Deze tekst heeft de volgende tekst(en) gewijzigd:



Uitvoeringsbesluit(en):



Artikels:

Artikel 1. In de centra voor het eenvormig oproepstelsel te Brugge, Brussel en Charleroi, verder de centra of het centrum genoemd, worden voor een periode van twaalf maanden vanaf de inwerkingtreding van dit besluit drie medische regulatie-experimenten opgezet door de Minister die de Volksgezondheid onder zijn bevoegdheid heeft, verder de Minister genoemd.

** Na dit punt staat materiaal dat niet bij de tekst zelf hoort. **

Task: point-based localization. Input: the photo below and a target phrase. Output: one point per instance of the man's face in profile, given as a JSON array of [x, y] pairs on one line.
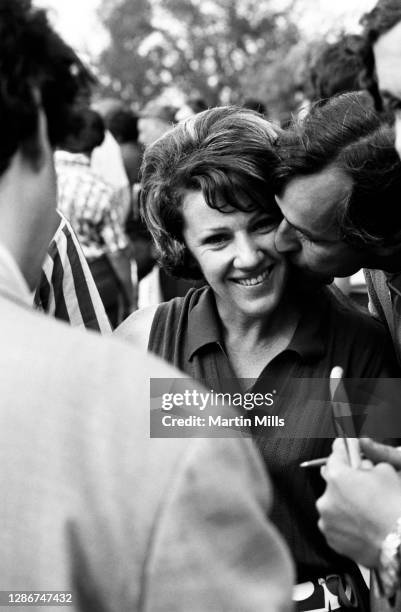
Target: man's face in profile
[[309, 232], [387, 52]]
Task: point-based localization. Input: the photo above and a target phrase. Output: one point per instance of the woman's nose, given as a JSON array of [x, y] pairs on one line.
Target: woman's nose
[[286, 239], [248, 252]]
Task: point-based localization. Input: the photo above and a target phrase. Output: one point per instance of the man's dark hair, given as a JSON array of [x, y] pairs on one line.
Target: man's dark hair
[[385, 15], [123, 124], [226, 153], [337, 68], [256, 105], [344, 134], [37, 70]]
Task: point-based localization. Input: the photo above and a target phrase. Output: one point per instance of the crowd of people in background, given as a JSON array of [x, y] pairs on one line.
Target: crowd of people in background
[[225, 244]]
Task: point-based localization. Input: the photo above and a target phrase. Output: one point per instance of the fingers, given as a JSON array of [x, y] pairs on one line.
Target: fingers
[[378, 453]]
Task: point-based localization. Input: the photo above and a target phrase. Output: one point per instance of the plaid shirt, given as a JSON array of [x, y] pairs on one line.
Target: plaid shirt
[[66, 289], [90, 204]]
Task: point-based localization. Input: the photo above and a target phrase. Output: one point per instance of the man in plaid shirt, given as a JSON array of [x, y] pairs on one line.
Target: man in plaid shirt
[[90, 205]]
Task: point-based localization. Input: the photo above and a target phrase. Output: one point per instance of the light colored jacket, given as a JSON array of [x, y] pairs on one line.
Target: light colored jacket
[[90, 504]]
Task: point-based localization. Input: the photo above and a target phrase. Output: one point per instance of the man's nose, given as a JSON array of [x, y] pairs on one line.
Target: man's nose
[[285, 238]]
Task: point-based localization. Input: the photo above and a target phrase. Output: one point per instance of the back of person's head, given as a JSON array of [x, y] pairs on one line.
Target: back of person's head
[[385, 15], [347, 135], [37, 71], [256, 105], [226, 153], [337, 68], [123, 124], [86, 131]]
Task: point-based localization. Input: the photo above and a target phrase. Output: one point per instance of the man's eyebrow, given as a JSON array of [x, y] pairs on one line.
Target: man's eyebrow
[[390, 98], [303, 231]]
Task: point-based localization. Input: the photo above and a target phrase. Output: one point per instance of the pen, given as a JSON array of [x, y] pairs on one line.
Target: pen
[[323, 460], [314, 462]]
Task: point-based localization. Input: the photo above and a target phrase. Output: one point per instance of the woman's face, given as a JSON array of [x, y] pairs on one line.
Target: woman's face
[[237, 256]]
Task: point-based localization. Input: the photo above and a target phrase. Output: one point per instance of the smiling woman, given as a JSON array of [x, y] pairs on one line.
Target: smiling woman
[[208, 200]]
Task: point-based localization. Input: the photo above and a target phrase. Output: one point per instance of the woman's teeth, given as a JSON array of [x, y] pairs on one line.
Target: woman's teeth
[[255, 280]]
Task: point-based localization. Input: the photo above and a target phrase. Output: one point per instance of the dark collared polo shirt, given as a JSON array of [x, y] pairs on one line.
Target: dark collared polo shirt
[[188, 333]]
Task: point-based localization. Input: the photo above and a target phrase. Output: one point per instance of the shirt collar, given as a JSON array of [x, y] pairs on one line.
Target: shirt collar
[[308, 340], [12, 282], [394, 282]]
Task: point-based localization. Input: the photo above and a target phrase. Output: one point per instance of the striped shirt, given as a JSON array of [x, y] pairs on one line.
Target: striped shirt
[[67, 290]]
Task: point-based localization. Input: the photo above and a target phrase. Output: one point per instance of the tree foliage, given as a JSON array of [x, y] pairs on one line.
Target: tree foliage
[[221, 50]]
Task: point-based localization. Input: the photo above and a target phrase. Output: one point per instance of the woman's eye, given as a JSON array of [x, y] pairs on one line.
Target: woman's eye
[[216, 239]]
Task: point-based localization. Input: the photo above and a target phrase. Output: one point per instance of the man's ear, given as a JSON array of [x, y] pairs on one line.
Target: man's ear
[[36, 149]]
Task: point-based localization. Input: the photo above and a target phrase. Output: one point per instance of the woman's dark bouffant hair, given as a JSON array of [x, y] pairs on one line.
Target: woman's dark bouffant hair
[[227, 153]]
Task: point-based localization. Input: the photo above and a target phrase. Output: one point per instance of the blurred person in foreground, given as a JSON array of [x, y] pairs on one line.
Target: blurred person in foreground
[[208, 199], [107, 161], [90, 204], [92, 506], [155, 120]]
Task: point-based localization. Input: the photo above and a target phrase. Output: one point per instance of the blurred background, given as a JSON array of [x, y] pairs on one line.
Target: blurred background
[[212, 51]]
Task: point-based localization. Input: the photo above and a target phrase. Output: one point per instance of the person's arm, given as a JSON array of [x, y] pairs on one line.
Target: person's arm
[[380, 453], [214, 547], [359, 508]]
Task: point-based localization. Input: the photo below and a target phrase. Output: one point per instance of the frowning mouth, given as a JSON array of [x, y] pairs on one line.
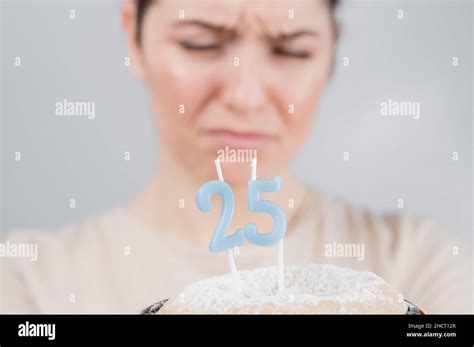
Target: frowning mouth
[[234, 139]]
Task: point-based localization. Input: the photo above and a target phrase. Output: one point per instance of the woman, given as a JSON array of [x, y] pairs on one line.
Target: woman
[[227, 75]]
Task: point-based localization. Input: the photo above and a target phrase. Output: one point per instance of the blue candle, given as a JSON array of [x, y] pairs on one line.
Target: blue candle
[[256, 204], [219, 240]]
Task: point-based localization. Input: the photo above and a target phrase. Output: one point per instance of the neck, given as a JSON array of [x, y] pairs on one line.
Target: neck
[[167, 204]]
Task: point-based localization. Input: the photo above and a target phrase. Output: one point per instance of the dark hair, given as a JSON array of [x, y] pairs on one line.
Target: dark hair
[[142, 6]]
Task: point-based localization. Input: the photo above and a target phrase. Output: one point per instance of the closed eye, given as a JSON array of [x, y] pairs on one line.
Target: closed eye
[[200, 46], [292, 53]]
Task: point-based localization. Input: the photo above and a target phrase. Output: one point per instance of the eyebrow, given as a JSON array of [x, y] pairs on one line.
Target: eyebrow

Art.2. § 1. Voor de toepassing van dit besluit wordt verstaan onder "medische regulatie", de controle en de supervisie van één in het centrum persoonlijk aanwezig gespecialiseerd ziekenhuisgeneesheer, belast met het beheer van de oproepen en met taken die de geneeskunde en de gezondheid aangaan.
  § 2. De regulatieopdracht omvat onder meer:
  1° de oproepen bestendig medisch beluisteren in samenwerking met de aangestelden die een eerste evaluatie van de oproepen uitvoeren;
  2° de door de aangestelden gezonden hulp bekrachtigen of de noodzakelijk geachte middelen aanpassen;
  3° de beslissing nemen om gepaste hulp te zenden;
  4° gezondheidsevaluaties beluisteren afkomstig van ter plaatse gezonden hulpdiensten die verplicht zijn deze over te maken;
  5° de ziekenhuisverwijzing bekrachtigen of wijzigen;
  6° het eventueel zoeken naar hospitalisatiemogelikheden;
  7° helpen bij de regulatie in het kader van de rampenplannen;
  8° bijhouden van verslagen inzake opdrachten en medische vaststellingen en van alle andere evaluatiedocumenten betreffende het experiment waarvan de Minister vorm en gebruik bepaalt;
  9° collationeren en nader onderzoeken van de verplichte beknopte verslagen van personen met opdrachten belast.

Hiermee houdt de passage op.